Association of the apo-beta 2 and the holo-(beta-PLP)2 subunits of tryptophan synthase from Escherichia coli (L-serine hydro-lyase (adding indole) (EC 4.2.1.20)) with alpha subunits of the same enzyme has been studied by microcalorimetry. The results obtained from thermometric titrations clearly demonstrate that only the native complex alpha2beta 2 is formed, independent of an excess of alpha protein.
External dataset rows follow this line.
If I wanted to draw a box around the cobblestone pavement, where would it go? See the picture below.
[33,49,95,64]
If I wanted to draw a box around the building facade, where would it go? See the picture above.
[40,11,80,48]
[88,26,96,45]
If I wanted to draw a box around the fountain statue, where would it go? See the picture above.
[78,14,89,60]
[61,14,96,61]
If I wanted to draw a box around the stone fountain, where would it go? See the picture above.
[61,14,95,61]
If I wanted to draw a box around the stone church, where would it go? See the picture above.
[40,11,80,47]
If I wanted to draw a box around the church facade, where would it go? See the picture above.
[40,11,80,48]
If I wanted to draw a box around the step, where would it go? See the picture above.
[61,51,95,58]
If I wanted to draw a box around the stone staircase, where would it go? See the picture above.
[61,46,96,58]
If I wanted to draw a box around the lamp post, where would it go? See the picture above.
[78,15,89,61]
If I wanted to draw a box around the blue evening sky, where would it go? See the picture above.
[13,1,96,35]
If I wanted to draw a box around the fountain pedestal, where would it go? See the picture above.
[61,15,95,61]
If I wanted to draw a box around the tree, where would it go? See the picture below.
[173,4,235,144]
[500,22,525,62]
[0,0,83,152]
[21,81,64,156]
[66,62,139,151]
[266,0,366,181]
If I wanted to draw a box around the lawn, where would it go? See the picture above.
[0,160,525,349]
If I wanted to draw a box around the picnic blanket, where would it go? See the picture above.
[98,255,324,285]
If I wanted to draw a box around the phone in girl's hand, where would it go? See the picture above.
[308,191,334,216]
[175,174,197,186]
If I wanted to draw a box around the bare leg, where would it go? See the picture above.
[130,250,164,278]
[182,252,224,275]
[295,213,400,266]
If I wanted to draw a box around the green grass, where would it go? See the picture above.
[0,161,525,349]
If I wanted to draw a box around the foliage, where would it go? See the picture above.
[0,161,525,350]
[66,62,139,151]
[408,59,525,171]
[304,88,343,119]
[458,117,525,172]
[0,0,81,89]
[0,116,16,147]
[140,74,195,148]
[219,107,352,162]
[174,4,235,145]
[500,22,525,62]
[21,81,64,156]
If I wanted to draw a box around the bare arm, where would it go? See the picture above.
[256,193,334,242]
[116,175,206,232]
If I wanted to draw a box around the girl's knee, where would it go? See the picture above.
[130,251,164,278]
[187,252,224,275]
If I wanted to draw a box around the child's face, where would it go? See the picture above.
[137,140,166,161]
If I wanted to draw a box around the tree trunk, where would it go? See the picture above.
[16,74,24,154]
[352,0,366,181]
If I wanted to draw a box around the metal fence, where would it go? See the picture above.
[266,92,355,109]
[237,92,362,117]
The reaction of the holo-(beta-PLP)2 with alpha subunits at 25 degrees C is accompanied by a negative enthalpy change, which is almost twice as large as that for complex formation with the apo-beta 2 protein, thus indicating that the interaction enthalpy becomes more favorable in the presence of the coenzyme pyridoxal 5'-phosphate (PLP). Both reaction enthalpies show very large negative temperature coefficients, -3600 +/- 100 cal K-1 (Mol of beta 2)-1 being the value for the formation of the apoenzyme and -2300 +/- 100 cal K-1 (mol of beta 2)-1 pertaining to formation of the holoenzyme. The studies on the association of alpha and beta2 subunits in the two buffers revealed that at 25 degrees C approximately 0.75 proton are absorbed in the presence and absence of the coenzyme, whereas at 35 degrees C one proton is taken up from the solution when PLP is present, but two if the apo-beta 2 complex reacts. These results are a clear indication of energetic linkage between intersubunit interaction, hydrogen ion equilibria, and the binding of the coenzyme.